"Exodus 20:11.-- this verse is critical to the question of the age of the creation. It stands as an insurmountable stone wall to block every attempt to add millions of years anywhere into the Bible. Therefore, to be faithful to Scripture, Christians must reject the “big bang” theory and the billions of years of cosmological and geological history as myths.
Exodus 20:11 is very important because it is God’s Word in a special way: it was not written through Moses but rather directly on tablets of stone by God Himself.
In Exodus 20:11, God used the same Hebrew word for “days” (yamim, the plural form of yom [day]) that He used in verse nine, showing that God’s days of creation in Genesis 1 were the same kind of days (the same length) as the days of the week for the Israelites. It is doubtful if any faithful Jew ever interpreted it any other way until the idea of millions of years started to take control of people’s minds about two centuries ago.
We should note that if God really created over the course of millions of years (as most Christians around the world today believe), He could have clearly indicated that in the Hebrew.
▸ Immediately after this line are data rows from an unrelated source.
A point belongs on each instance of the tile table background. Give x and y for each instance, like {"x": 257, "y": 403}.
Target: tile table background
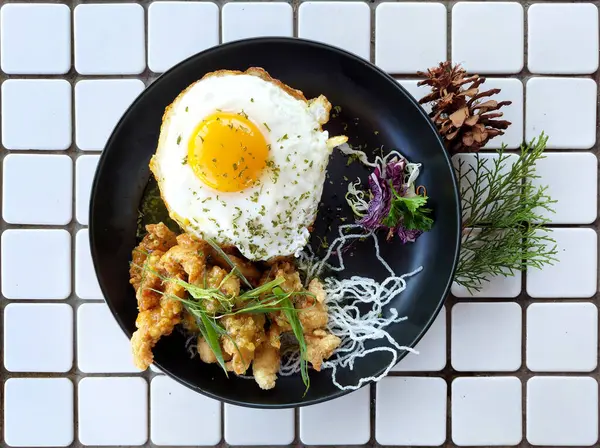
{"x": 516, "y": 365}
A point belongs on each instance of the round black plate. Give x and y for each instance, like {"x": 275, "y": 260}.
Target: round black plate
{"x": 375, "y": 112}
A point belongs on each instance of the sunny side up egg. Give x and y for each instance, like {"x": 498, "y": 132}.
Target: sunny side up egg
{"x": 241, "y": 159}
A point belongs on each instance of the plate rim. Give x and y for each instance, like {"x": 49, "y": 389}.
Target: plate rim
{"x": 227, "y": 47}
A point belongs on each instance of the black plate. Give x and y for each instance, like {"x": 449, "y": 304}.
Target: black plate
{"x": 375, "y": 111}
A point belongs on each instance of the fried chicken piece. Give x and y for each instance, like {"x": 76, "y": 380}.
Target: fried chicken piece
{"x": 152, "y": 324}
{"x": 229, "y": 287}
{"x": 149, "y": 288}
{"x": 273, "y": 335}
{"x": 320, "y": 345}
{"x": 189, "y": 255}
{"x": 158, "y": 238}
{"x": 247, "y": 268}
{"x": 266, "y": 365}
{"x": 217, "y": 278}
{"x": 205, "y": 352}
{"x": 245, "y": 333}
{"x": 185, "y": 260}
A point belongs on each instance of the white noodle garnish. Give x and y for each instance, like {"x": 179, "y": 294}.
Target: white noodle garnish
{"x": 343, "y": 298}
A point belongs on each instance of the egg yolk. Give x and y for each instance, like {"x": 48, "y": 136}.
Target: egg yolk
{"x": 227, "y": 151}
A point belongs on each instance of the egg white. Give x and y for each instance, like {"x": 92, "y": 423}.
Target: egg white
{"x": 272, "y": 217}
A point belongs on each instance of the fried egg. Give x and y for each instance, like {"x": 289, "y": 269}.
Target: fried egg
{"x": 241, "y": 159}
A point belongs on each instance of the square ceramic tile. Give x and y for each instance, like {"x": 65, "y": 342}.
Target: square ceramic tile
{"x": 37, "y": 189}
{"x": 495, "y": 286}
{"x": 510, "y": 90}
{"x": 562, "y": 337}
{"x": 480, "y": 329}
{"x": 35, "y": 39}
{"x": 85, "y": 169}
{"x": 242, "y": 20}
{"x": 315, "y": 20}
{"x": 486, "y": 411}
{"x": 410, "y": 37}
{"x": 86, "y": 281}
{"x": 342, "y": 421}
{"x": 36, "y": 114}
{"x": 549, "y": 108}
{"x": 109, "y": 39}
{"x": 113, "y": 411}
{"x": 502, "y": 50}
{"x": 416, "y": 91}
{"x": 180, "y": 416}
{"x": 575, "y": 274}
{"x": 102, "y": 347}
{"x": 411, "y": 411}
{"x": 245, "y": 426}
{"x": 38, "y": 337}
{"x": 178, "y": 30}
{"x": 581, "y": 208}
{"x": 562, "y": 411}
{"x": 99, "y": 104}
{"x": 563, "y": 38}
{"x": 431, "y": 348}
{"x": 21, "y": 255}
{"x": 38, "y": 412}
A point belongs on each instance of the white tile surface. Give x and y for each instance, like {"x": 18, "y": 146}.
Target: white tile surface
{"x": 563, "y": 108}
{"x": 581, "y": 208}
{"x": 411, "y": 411}
{"x": 86, "y": 281}
{"x": 38, "y": 412}
{"x": 21, "y": 255}
{"x": 99, "y": 105}
{"x": 315, "y": 19}
{"x": 496, "y": 286}
{"x": 177, "y": 30}
{"x": 245, "y": 426}
{"x": 38, "y": 337}
{"x": 563, "y": 38}
{"x": 113, "y": 411}
{"x": 486, "y": 411}
{"x": 242, "y": 20}
{"x": 102, "y": 347}
{"x": 343, "y": 421}
{"x": 180, "y": 416}
{"x": 37, "y": 189}
{"x": 562, "y": 337}
{"x": 511, "y": 90}
{"x": 575, "y": 275}
{"x": 431, "y": 348}
{"x": 479, "y": 329}
{"x": 562, "y": 411}
{"x": 85, "y": 169}
{"x": 502, "y": 50}
{"x": 410, "y": 37}
{"x": 109, "y": 39}
{"x": 416, "y": 91}
{"x": 36, "y": 114}
{"x": 35, "y": 39}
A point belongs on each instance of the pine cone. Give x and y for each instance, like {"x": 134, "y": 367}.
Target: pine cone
{"x": 465, "y": 121}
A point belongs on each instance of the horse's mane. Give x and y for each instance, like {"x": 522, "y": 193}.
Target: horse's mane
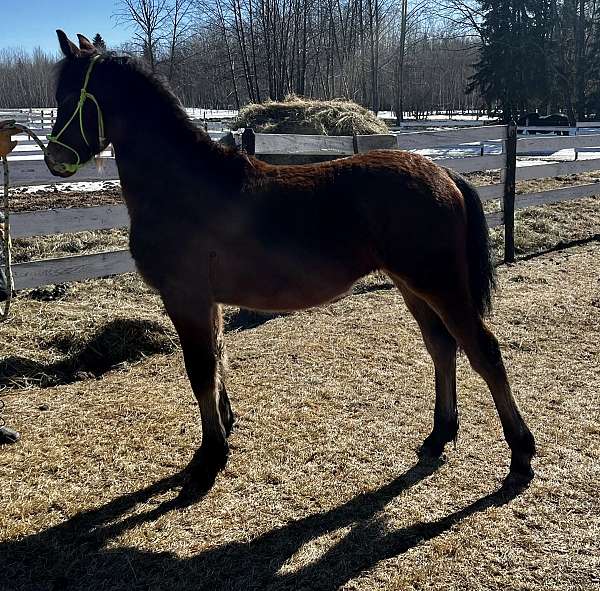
{"x": 149, "y": 90}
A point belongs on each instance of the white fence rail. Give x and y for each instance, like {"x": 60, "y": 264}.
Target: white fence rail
{"x": 65, "y": 269}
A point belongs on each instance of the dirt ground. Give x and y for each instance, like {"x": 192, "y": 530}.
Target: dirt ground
{"x": 323, "y": 489}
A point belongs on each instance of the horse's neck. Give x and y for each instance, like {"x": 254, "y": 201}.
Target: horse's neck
{"x": 152, "y": 142}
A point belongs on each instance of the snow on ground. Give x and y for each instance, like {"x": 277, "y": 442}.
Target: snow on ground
{"x": 80, "y": 187}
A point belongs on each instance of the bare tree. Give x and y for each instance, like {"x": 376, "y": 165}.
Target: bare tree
{"x": 148, "y": 19}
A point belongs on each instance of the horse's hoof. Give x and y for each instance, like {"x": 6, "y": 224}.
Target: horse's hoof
{"x": 518, "y": 479}
{"x": 207, "y": 462}
{"x": 431, "y": 449}
{"x": 229, "y": 423}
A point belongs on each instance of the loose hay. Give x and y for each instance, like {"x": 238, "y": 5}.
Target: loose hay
{"x": 310, "y": 117}
{"x": 320, "y": 491}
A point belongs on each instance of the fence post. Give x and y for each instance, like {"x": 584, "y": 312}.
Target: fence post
{"x": 508, "y": 207}
{"x": 249, "y": 141}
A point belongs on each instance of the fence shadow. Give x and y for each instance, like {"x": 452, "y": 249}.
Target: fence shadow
{"x": 74, "y": 554}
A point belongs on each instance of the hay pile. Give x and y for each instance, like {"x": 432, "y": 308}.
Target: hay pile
{"x": 309, "y": 117}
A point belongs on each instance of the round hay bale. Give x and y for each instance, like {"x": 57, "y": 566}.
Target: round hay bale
{"x": 309, "y": 117}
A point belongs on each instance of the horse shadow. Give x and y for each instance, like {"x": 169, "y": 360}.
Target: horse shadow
{"x": 78, "y": 554}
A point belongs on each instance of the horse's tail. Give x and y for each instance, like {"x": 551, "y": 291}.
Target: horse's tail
{"x": 482, "y": 275}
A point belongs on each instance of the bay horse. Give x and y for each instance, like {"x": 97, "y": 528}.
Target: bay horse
{"x": 211, "y": 225}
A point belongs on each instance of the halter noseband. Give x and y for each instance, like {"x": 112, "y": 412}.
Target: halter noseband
{"x": 84, "y": 95}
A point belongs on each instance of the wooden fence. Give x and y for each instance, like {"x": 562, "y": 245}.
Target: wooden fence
{"x": 503, "y": 139}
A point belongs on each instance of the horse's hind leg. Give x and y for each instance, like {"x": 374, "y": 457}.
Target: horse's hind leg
{"x": 225, "y": 410}
{"x": 452, "y": 303}
{"x": 195, "y": 324}
{"x": 441, "y": 345}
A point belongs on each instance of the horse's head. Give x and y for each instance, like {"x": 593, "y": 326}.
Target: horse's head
{"x": 78, "y": 134}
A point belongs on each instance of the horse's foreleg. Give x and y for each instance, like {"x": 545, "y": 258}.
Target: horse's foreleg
{"x": 441, "y": 345}
{"x": 225, "y": 410}
{"x": 196, "y": 328}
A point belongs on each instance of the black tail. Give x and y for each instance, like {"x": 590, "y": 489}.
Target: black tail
{"x": 482, "y": 275}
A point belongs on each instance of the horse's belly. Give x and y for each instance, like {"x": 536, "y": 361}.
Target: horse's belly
{"x": 289, "y": 285}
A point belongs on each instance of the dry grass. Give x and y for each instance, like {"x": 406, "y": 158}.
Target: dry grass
{"x": 306, "y": 116}
{"x": 321, "y": 491}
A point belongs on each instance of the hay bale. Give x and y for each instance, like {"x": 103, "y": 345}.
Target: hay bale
{"x": 309, "y": 117}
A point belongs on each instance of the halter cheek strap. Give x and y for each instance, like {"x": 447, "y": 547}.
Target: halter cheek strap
{"x": 83, "y": 96}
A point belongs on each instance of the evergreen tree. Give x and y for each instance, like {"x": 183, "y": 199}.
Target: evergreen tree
{"x": 98, "y": 42}
{"x": 513, "y": 69}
He could have used the Hebrew word dor (דּוֹר), which is translated in English Bibles as time, period, or generation.
Or He could have borrowed an Aramaic word, as He did in the books of Nehemiah and Daniel, such as zeman (זְמָ֑ן) or iddan (עִדָּן), which are translated as season, time, or period.
Or He could have used some phrase such as “after many days,” “after some years,” “after thousands of ten thousand years,” or “after years of many generations.”
But instead, God used the only Hebrew word, yom (יוֹם), that means a literal, 24-hour day, and it means that (or the light portion of a literal, 24-hour day, in contrast to night) in the majority of the 2,320 times it is used in the Old Testament."